Why we made our Reverse ETL solution Open Source ?

Arun Thulasidharan
Castled
Published in
4 min readDec 6, 2021

After just two months of launching our cloud platform and after numerous customer feedbacks and interviews , we are happy to announce that we have open-sourced our Reverse ETL solution. We believe that this will enable more and more users to operationalise the data and dbt transformed datasets in their cloud data warehouse for their sales, marketing and support use-cases.

But why open source?

After launching our cloud version in early October, we started talking to potential customers for our cloud solution. To our surprise, 90% of the customers we talked to, immediately acknowledged the need for such a solution. They even told us about the non-reliable ways in which its solved right now in their organisations and the data consistency issues they are facing on a day-to-day basis.

So looks like a perfect product-market fit for us? Well, No! Not even close.

They normally proceed to ask us a few more routine questions.
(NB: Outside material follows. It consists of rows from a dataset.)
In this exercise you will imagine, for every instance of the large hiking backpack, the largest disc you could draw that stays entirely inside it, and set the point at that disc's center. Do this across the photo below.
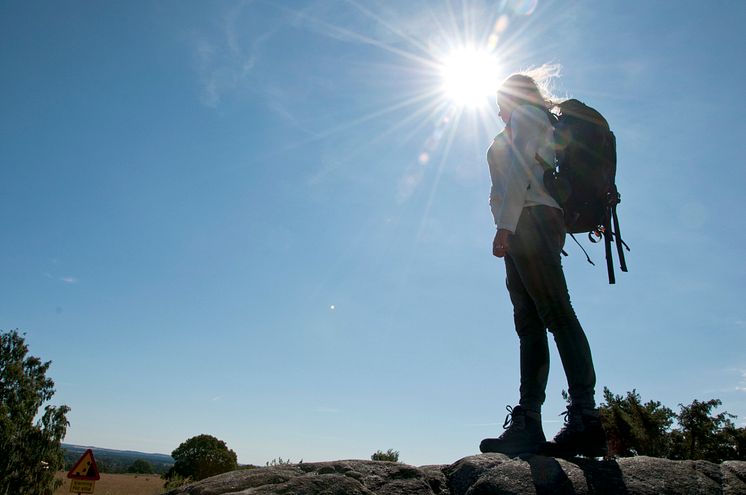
(583, 178)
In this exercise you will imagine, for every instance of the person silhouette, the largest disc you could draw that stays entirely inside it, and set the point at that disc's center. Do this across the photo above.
(530, 237)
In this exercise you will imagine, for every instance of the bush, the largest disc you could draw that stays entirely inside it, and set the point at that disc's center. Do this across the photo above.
(30, 452)
(390, 455)
(201, 457)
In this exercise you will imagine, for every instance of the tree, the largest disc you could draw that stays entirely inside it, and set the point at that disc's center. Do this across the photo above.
(30, 452)
(141, 466)
(704, 435)
(201, 457)
(390, 455)
(634, 428)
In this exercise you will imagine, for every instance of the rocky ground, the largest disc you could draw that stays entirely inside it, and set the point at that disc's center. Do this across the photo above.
(485, 474)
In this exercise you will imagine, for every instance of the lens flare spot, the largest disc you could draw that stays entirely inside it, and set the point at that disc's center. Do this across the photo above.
(523, 7)
(470, 76)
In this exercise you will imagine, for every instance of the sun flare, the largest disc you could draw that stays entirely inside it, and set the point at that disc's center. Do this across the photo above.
(470, 77)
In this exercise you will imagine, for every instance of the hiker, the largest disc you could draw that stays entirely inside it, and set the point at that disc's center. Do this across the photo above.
(530, 237)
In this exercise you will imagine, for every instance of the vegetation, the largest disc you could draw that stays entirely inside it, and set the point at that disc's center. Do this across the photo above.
(117, 461)
(201, 457)
(390, 455)
(637, 428)
(32, 453)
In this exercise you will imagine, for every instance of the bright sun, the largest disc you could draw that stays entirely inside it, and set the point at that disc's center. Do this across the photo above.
(470, 77)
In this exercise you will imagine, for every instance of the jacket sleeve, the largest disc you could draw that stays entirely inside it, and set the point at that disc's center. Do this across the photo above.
(527, 125)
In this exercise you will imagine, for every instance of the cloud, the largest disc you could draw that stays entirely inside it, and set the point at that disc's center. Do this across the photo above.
(225, 61)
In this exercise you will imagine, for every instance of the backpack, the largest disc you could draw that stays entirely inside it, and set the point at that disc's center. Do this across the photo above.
(582, 179)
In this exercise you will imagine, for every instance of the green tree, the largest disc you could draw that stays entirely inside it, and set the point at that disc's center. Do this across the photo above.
(141, 466)
(705, 435)
(634, 428)
(201, 457)
(390, 455)
(30, 451)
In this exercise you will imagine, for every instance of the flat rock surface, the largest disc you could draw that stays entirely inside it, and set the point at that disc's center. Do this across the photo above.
(484, 474)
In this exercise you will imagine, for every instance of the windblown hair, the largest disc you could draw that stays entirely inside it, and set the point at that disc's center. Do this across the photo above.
(531, 87)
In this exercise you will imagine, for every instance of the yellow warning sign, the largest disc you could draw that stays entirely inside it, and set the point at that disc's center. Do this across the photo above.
(81, 486)
(85, 468)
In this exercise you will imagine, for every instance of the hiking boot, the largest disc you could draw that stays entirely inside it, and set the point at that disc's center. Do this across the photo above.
(582, 434)
(522, 435)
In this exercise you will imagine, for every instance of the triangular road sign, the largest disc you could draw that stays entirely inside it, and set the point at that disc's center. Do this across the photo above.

  1. How many connectors do you have? How many do you plan to have in some timeframe(say a year)?
  2. Do you support these connectors(gives a long list of SAAS apps they use internally)?
  3. What is the SLA to build a new connector, after we raise a feature request?
  4. What is the SLA to fix issues in production?

Now we knew that the answers to these questions were tricky. Lets see what the honest answers to these queries are, with our closed-source cloud solution.

Number of supported connectors and mid-term roadmap

We currently support all the major data warehouses and 12 destination apps and are targeting somewhere around 60–70 connectors by the end of 2022. This is nowhere near the number of connectors which we have to eventually support, which is in tens of thousands with new apps being added everyday.

Support for all existing apps of an organisation

Its estimated that a mid-size organisation uses around 40+ SAAS apps. There is no way a closed source solution was going to support all the apps used by an organisation and we did not either.

SLA to build a new connector, after a feature request

Now for an early stage startup like us, the SLA for adding a new connector is probably less than a week for our early customers. But we knew from our previous experience that once we scale up, it is not going to be that simple. Normally in slightly mature data pipeline solutions, feature requests are collected and evaluated at the end of the quarter and the connectors in demand are prioritised to be integrated in the next quarter.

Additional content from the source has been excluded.